Clearly, search engines needed to be more intuitive, to rank quality over quantity. But how can a computer program understand what we think of as the good stuff? To Page and Brin this was more than an academic puzzler. Multiply the man-hours corporations spend on online research by the increasing chaos of the Web and you have millions of dollars leaking out of the economy. "If we deal with that better," says Page, "we're changing the world."
The solution was simple: treat the Internet as a democracy. Google interprets connections between websites as votes. The most linked-to sites win the Google usefulness ballot and rise to the top of search results. More weight is given to "voters" with millions of links themselves, such as Amazon or AOL. If the big hitters are pointing to your Tiger site, Google says it's cool. Popularity equals quality.
It's different, and it works--like much else about Google. Page and Brin license the Google engine to other dotcoms, but they charge per search instead of the usual flat rate, which is why they expect to turn a profit soon. They built the site with parts from 6,000 off-the-shelf PCs--huge, unruly piles of spaghetti wiring and lasagna-layered motherboards that actually run cheaper and faster than mess-free, million-dollar servers.
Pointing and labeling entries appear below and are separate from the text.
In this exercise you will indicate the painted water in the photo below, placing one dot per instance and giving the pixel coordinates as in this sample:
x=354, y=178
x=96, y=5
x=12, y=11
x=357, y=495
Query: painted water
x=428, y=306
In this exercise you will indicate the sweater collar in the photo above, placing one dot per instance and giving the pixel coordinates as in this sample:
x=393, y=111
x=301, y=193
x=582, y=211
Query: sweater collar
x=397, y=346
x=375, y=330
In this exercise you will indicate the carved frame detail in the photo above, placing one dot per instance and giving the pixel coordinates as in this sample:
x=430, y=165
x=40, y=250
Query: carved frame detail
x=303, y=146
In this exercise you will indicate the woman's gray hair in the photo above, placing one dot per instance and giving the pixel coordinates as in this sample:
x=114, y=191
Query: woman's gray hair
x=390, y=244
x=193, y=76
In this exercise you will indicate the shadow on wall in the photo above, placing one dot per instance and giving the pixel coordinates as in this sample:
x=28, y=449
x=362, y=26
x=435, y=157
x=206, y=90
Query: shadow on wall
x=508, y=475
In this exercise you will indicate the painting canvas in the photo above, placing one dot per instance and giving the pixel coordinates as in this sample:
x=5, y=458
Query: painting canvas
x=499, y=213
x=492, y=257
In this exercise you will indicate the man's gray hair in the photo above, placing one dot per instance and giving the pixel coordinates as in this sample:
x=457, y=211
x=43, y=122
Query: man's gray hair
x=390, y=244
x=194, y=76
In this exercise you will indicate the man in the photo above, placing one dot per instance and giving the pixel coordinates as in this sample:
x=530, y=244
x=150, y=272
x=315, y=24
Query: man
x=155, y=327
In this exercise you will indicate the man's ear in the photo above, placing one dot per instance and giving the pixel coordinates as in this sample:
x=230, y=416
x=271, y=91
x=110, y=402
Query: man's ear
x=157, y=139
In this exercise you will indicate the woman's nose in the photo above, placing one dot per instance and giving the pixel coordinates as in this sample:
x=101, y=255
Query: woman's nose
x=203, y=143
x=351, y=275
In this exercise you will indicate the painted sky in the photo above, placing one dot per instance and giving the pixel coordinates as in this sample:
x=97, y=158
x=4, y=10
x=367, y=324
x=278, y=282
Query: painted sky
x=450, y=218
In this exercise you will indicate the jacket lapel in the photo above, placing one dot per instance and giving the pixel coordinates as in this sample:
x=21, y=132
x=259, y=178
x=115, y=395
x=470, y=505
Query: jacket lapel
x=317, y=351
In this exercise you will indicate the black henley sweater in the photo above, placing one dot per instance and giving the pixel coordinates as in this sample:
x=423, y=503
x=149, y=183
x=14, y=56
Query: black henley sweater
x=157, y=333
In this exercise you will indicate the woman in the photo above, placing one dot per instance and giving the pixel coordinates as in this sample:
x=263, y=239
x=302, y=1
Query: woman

And they refuse to offer the top-heavy extras you'll find crammed onto every other major search engine (stock quotes, sports scores and e-mail). The whole point of Google is to get you on and off the site as fast as possible.
As Google's rivals scramble to imitate its best features--Ask Jeeves, for one, now offers popularity rankings--it's worth remembering how recently another pair of Stanford grads seemed similarly unrivaled: David Filo and Jerry Yang of Yahoo. "The darkest cloud on your horizon is if a couple of students come up with something even better," Stanford professor Rajeev Motwani told former student Page over dinner recently. No, replied Page, that will never happen. Still, you can forgive him a little hubris. Enough massages and free ice cream can make anyone feel invincible.